Grécia tenta tranquilizar

O primeiro-ministro grego, George Papandreou, em visita à capital indiana Nova Délhi, procurou tranquilizar os céticos sobre a capacidade do governo de conduzir medidas de austeridade e controlar os níveis exorbitantes de déficit e da dívida pública.

– Eu consigo entender as dúvidas, mas essa é a razão pela qual nós precisamos (nos) provar. Nós vamos aplicar esse programa de forma crível –, disse Papandreou.

A Grécia prometeu reduzir o seu déficit em 4 pontos percentuais, para 8,7% do PIB neste ano, de 12,7 % em 2009.

Nesta semana, a Comissão Europeia aprovou o plano de redução de déficit da Grécia com duração de três anos, trazendo alívio temporário.

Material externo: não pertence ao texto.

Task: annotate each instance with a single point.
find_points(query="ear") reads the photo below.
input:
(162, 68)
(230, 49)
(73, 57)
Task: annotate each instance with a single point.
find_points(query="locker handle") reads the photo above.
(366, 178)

Mas os mercados ainda têm dúvidas sobre o poder de Papandreou de encaminhar o seu programa em meio a ameaças crescentes de agitações sociais, em um país com histórico de protestos violentos.

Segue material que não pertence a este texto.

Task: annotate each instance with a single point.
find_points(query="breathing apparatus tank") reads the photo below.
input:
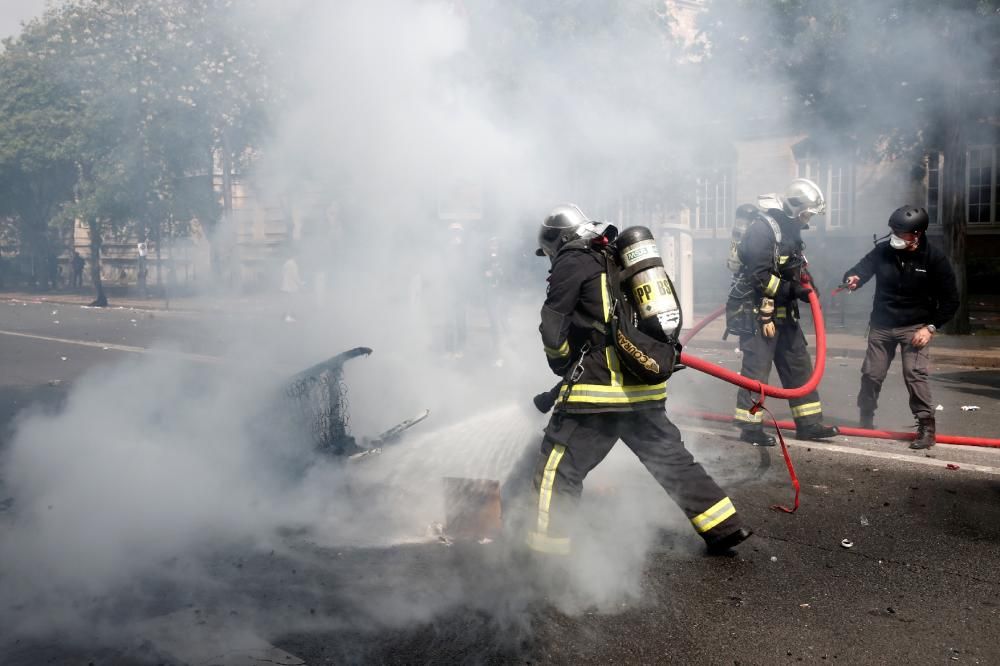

Agentes aduaneiros gregos iniciaram uma série de greves contra o plano de austeridade do governo esta semana, e uma greve mais ampla do setor público está marcada para o dia 10 de fevereiro.

A ameaça de agitações sociais também existe na Espanha, onde as críticas ao primeiro-ministro José Luis Rodríguez Zapatero aumentam.

Sindicatos espanhóis disseram nesta quinta-feira que fariam protestos e a oposição ameaçou fazer uma moção de censura no parlamento – uma medida que pode derrubar o governo se bem-sucedida.

A taxa de desemprego na Espanha, cuja economia despencou desde o estouro da bolha no setor de construção, está perto de 20 %.

Franco suíço

O BC suíço interveio diretamente, sem intermediários, no mercado asiático de moeda, nesta sexta-feira, para enfraquecer o franco suíço ante o abatido euro, disseram três participantes do mercado que viram a ação. Um porta-voz do banco preferiu não comentou.

A União Europeia aprovou sob condições o plano fiscal de três anos da Grécia para reduzir seu elevado déficit fiscal, mas os mercados foram abatidos na quinta-feira por preocupações de que outros membros do sul da zona do euro também tenham elevadas dívidas, incluindo Portugal e Espanha.

Nesta manhã, os investidores colocaram o euro na mínima em 15 meses ante o franco suíço, em meio a uma busca por ativos mais seguros, forçando o BC da Suíça a intervir. A intervenção viu o euro saltar para a máxima do dia a 1,4905 franco suíço, ante 1,4700 no pregão asiático. Antes, a mínima em 15 meses foi a 1,4551.

Em março de 2009, o BC suíço lançou uma série de medidas pouco convencionais para combater a pior recessão econômica em décadas, mas intervenções diretas, sem intermediários, é uma política rara.